Tuesday, March 21, 2006

Science is an Art

I'm an engineer by profession. And engineering relies heavily on science. In fact, one definition of engineering is the application of science.

I'm also a scientist by personality, at least according to the personality book, Please Understand Me, which labels any INTJ a scientist.

Yet, I have a lot of issues with science. And what it comes down to is this: science is an art. At least, that's what it seems. Because for all the scientific discoveries made in the past few centuries, it is amazing to me just how wrong they often turn out being.

Look at the news almost everyday, and you'll begin to see what I mean. It amazes me how a new study comes out that essentially disproves what was thought of as truth in the scientific community. And this isn't isolated to just one area of science, such as medicine, but the whole gamut. It has gotten to the point where you simply can't trust science anymore.

When I was a kid, I would visit my endocronologist at the University of Michigan Hospital. They had one of the best programs for juvenile diabetes around. During the exam, they would make you hold up your hands together, and they would look at the curvature of your pinkies. This supposedly told them something about my self care or something, though I don't know what.

Years later, they stopped doing this test because, as it turns out, it told them absolutely nothing. Yet, at some point, someone decided it did mean something, and they probably even had some scientific evidence to base this on. But they were wrong. (The downside of this is that I've been self-conscious of the curvature of my pinkies ever since.)

Or take something more geological, like the Grand Canyon. Thousands, millions of years to form, right? At least that's what we were told. The Colorado slowing carving it away. But, guess what? They were wrong. Turns out it happened very quickly in some massive, cataclysmic event. I watched some program on The Learning Channel about another similar area of the United States. (Sorry, I'm suddenly blanking on the name.) After years and years and years of scientists balking at the idea that it was formed in a rapid event, they finally discovered...can you guess?...that it formed in about the span of 1 or 2 days after a massive ice dam broke, flooding hundreds of square miles very suddenly.

And now, we have the problem with vitamins. Namely, that they really don't do people a whole lot of good. Yep, sorry to break it to you, but taking vitamins is no substitute for healthy eating.

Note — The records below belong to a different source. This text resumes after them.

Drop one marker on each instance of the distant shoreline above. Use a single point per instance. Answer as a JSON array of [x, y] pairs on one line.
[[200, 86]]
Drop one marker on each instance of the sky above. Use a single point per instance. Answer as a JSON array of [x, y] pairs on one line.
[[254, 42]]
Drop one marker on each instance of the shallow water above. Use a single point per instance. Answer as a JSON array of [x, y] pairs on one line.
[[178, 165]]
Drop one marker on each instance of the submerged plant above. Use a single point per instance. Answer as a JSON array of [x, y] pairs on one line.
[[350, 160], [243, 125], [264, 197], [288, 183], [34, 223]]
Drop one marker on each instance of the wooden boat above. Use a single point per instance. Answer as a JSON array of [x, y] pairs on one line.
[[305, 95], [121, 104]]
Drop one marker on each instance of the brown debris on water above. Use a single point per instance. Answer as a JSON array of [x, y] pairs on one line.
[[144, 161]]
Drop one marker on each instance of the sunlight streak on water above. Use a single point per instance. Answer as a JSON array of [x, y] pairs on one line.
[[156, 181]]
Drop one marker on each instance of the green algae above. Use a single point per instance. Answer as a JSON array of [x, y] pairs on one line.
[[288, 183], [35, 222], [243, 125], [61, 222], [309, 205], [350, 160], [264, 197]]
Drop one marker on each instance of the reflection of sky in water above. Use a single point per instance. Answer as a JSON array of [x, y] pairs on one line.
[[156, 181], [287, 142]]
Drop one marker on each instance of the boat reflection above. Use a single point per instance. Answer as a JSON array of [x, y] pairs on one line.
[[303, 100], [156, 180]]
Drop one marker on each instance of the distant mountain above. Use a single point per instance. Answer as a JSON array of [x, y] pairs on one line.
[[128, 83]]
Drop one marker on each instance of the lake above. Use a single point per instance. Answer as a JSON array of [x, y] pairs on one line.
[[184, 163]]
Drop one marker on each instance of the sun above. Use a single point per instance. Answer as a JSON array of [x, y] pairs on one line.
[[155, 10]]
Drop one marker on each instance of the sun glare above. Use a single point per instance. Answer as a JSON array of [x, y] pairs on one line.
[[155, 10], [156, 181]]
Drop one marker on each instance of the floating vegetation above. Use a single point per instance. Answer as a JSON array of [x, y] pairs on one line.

I'm barely scratching the surface here. The point is, I fear there is a over-dependence on science. We seem to see it as the answer to everything. Sure, plenty is done to advance science. I work in an industry that depends upon it. But there is no getting around the fact that science is an art. Which kind of makes me an artist, I suppose.

I think I'm going to head off now and clone myself, because, as we all know, some scientist in Korea managed to do it. Didn't he???

1 comment:

Kassie said...

The pinkie thing! I was trying to recall what that meant the other day. Guess it's a moot point now!